PHINIA Inc. (NYSE: PHIN) has announced its plan to offer $400 million in unsecured senior notes due 2032 in a private offering exempt from the Securities Act of 1933. The offering is subject to market conditions and other customary factors.
The notes will be backed by guarantees from the Company’s subsidiaries that also guarantee its existing credit facilities and 6.75% senior secured notes due 2029.
The proceeds from the offering are intended to repay outstanding borrowings under the term loan A facility, cover fees and expenses related to the offering, and for general corporate purposes.
The notes will not be registered under the Securities Act or state securities laws and cannot be sold in the U.S. or to U.S. persons without registration or an exemption. They are being offered only to qualified institutional buyers under Rule 144A and to certain non-U.S. persons under Regulation S.
This announcement does not constitute an offer to sell or solicit an offer to buy the notes in any jurisdiction where such an offer would be illegal before registration or qualification.

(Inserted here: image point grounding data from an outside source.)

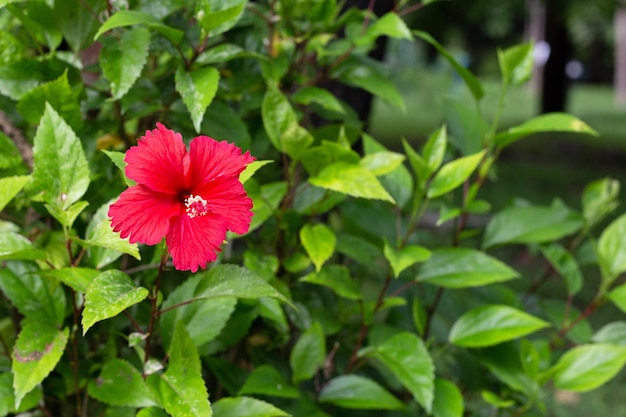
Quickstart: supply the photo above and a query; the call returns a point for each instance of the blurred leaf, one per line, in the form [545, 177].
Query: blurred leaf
[60, 169]
[531, 224]
[453, 174]
[587, 367]
[357, 392]
[37, 351]
[181, 390]
[516, 63]
[448, 399]
[319, 242]
[337, 278]
[245, 407]
[122, 60]
[406, 356]
[108, 388]
[308, 353]
[493, 324]
[131, 17]
[462, 268]
[10, 187]
[401, 259]
[565, 264]
[472, 83]
[351, 179]
[550, 122]
[109, 294]
[197, 89]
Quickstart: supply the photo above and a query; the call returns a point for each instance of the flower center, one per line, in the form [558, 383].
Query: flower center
[196, 206]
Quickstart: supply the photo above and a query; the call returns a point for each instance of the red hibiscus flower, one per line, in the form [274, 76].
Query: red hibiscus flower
[190, 197]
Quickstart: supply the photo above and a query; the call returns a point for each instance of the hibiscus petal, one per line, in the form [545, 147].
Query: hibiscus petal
[194, 242]
[227, 198]
[160, 161]
[210, 159]
[143, 215]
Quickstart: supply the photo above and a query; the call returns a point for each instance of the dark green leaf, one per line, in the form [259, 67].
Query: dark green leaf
[493, 324]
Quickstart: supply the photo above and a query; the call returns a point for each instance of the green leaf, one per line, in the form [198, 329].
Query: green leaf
[351, 179]
[516, 63]
[319, 242]
[197, 88]
[234, 281]
[281, 124]
[453, 174]
[565, 264]
[587, 367]
[493, 324]
[448, 399]
[531, 224]
[319, 96]
[58, 94]
[37, 351]
[471, 81]
[109, 294]
[60, 169]
[337, 278]
[266, 380]
[401, 259]
[612, 248]
[406, 356]
[245, 407]
[357, 392]
[308, 353]
[462, 268]
[108, 388]
[550, 122]
[181, 390]
[122, 60]
[382, 162]
[9, 187]
[124, 18]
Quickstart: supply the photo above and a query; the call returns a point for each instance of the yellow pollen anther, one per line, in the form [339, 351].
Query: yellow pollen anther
[196, 206]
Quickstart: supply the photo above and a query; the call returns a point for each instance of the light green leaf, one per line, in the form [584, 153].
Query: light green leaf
[448, 399]
[462, 268]
[516, 63]
[181, 390]
[550, 122]
[587, 367]
[227, 280]
[308, 353]
[197, 88]
[60, 170]
[612, 248]
[9, 187]
[131, 17]
[531, 224]
[122, 60]
[319, 242]
[357, 392]
[109, 294]
[245, 407]
[493, 324]
[351, 179]
[337, 278]
[406, 356]
[471, 81]
[401, 259]
[37, 351]
[108, 388]
[266, 380]
[453, 174]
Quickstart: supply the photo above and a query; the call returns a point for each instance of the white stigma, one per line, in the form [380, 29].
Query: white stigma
[196, 206]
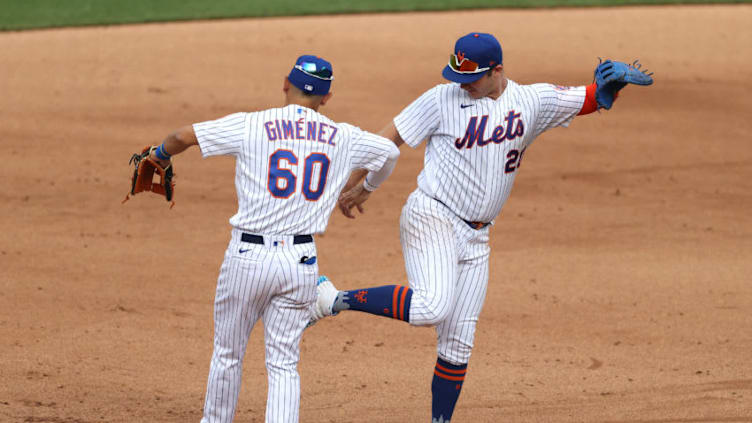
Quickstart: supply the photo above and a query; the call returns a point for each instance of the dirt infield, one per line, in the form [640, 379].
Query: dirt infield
[620, 268]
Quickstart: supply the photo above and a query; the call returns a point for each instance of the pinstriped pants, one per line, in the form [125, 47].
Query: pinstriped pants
[447, 268]
[265, 282]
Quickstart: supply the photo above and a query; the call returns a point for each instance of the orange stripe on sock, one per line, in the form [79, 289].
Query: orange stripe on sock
[452, 378]
[394, 301]
[456, 372]
[402, 303]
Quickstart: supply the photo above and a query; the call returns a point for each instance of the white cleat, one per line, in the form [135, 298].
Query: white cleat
[326, 295]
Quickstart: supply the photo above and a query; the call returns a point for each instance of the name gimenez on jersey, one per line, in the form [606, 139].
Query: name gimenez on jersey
[300, 130]
[474, 132]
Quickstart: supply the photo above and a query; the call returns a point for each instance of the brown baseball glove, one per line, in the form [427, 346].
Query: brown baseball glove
[143, 176]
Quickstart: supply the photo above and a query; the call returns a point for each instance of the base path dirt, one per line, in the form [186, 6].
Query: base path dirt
[620, 268]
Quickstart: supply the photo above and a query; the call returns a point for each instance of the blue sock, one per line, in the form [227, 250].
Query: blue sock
[390, 301]
[446, 387]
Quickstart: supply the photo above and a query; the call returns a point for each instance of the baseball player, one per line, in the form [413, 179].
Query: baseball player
[477, 129]
[291, 164]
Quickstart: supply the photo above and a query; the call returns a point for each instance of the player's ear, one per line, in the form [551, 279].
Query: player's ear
[326, 98]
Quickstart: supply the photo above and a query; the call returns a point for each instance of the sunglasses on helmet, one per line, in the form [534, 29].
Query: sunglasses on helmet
[320, 72]
[464, 65]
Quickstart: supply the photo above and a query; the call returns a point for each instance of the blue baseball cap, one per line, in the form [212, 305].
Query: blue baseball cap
[312, 75]
[474, 54]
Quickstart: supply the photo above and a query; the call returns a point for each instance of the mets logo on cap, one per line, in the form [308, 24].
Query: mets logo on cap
[475, 54]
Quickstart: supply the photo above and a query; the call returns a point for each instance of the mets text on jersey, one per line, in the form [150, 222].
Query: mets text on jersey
[474, 132]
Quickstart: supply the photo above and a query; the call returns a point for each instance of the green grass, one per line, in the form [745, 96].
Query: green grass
[27, 14]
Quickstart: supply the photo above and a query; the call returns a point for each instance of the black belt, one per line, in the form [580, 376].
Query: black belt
[258, 239]
[476, 225]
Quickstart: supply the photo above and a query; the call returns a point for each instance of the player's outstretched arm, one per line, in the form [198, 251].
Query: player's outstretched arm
[175, 143]
[358, 193]
[610, 77]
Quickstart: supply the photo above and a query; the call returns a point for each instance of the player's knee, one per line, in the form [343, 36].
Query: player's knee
[457, 352]
[281, 366]
[431, 314]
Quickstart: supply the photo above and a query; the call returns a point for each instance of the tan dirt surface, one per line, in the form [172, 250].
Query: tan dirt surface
[620, 268]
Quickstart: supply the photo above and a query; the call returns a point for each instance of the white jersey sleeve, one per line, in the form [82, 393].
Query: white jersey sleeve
[420, 119]
[223, 136]
[558, 105]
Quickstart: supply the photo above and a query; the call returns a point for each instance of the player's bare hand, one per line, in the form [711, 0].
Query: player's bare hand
[353, 198]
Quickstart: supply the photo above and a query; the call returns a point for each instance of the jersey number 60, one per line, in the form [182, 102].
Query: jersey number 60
[282, 181]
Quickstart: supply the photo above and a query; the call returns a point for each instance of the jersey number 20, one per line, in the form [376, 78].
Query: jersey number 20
[282, 181]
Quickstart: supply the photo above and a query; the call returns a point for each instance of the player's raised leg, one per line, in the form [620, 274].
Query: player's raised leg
[430, 251]
[241, 296]
[284, 321]
[457, 332]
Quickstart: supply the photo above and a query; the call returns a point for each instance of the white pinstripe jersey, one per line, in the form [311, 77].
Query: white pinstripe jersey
[475, 147]
[291, 164]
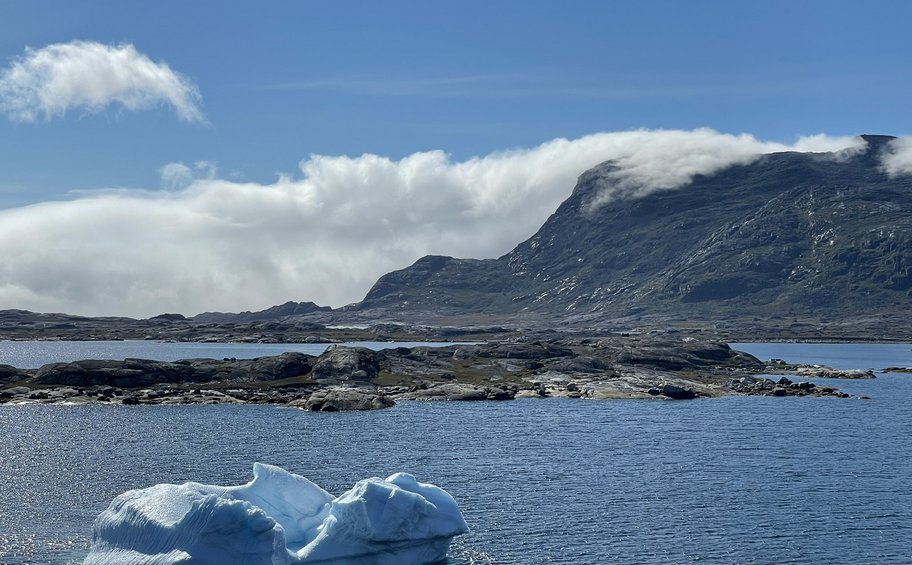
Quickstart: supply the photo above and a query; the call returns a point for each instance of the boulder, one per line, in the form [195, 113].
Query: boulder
[10, 374]
[342, 364]
[459, 391]
[341, 399]
[678, 392]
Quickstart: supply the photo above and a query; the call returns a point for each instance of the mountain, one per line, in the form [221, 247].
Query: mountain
[815, 236]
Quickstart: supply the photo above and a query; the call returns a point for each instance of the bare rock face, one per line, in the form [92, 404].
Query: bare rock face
[343, 364]
[341, 399]
[459, 391]
[826, 235]
[10, 374]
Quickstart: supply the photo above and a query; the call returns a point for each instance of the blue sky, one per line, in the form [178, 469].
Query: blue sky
[190, 156]
[282, 80]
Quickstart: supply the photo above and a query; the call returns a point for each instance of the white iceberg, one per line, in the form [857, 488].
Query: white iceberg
[278, 518]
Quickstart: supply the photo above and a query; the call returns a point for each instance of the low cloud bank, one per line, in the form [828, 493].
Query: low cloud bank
[87, 76]
[205, 243]
[897, 159]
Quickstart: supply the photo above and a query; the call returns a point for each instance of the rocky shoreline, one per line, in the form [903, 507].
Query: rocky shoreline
[355, 378]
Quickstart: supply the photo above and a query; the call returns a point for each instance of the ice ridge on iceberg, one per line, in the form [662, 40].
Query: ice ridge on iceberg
[278, 518]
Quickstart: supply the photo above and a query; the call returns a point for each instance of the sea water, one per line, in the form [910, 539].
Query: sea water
[729, 480]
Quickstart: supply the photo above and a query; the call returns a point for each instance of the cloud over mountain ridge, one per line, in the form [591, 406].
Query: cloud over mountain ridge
[326, 235]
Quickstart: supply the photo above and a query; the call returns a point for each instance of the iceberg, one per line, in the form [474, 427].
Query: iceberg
[278, 518]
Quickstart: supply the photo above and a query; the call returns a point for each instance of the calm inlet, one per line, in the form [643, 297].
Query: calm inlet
[730, 480]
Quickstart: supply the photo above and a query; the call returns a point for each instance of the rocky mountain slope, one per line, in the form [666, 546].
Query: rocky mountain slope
[820, 237]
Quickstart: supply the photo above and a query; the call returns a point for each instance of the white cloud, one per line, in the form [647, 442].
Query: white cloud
[175, 176]
[88, 76]
[897, 159]
[326, 235]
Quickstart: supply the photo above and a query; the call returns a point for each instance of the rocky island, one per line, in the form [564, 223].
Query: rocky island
[356, 378]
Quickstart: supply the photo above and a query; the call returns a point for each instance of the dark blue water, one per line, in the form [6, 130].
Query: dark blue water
[731, 480]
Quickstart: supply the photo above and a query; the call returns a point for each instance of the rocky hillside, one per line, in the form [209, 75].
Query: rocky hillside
[792, 235]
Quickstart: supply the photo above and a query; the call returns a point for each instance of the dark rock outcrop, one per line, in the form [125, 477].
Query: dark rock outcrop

Forward-Looking Statements
This release contains forward-looking statements regarding the offering and its anticipated outcomes. These statements involve risks and uncertainties that may cause actual results to differ significantly from those expressed or implied. Factors that could affect the results include economic conditions, industry competition, regulatory changes, and other variables outlined in our SEC filings.
We do not undertake any obligation to update these forward-looking statements, except as required by law.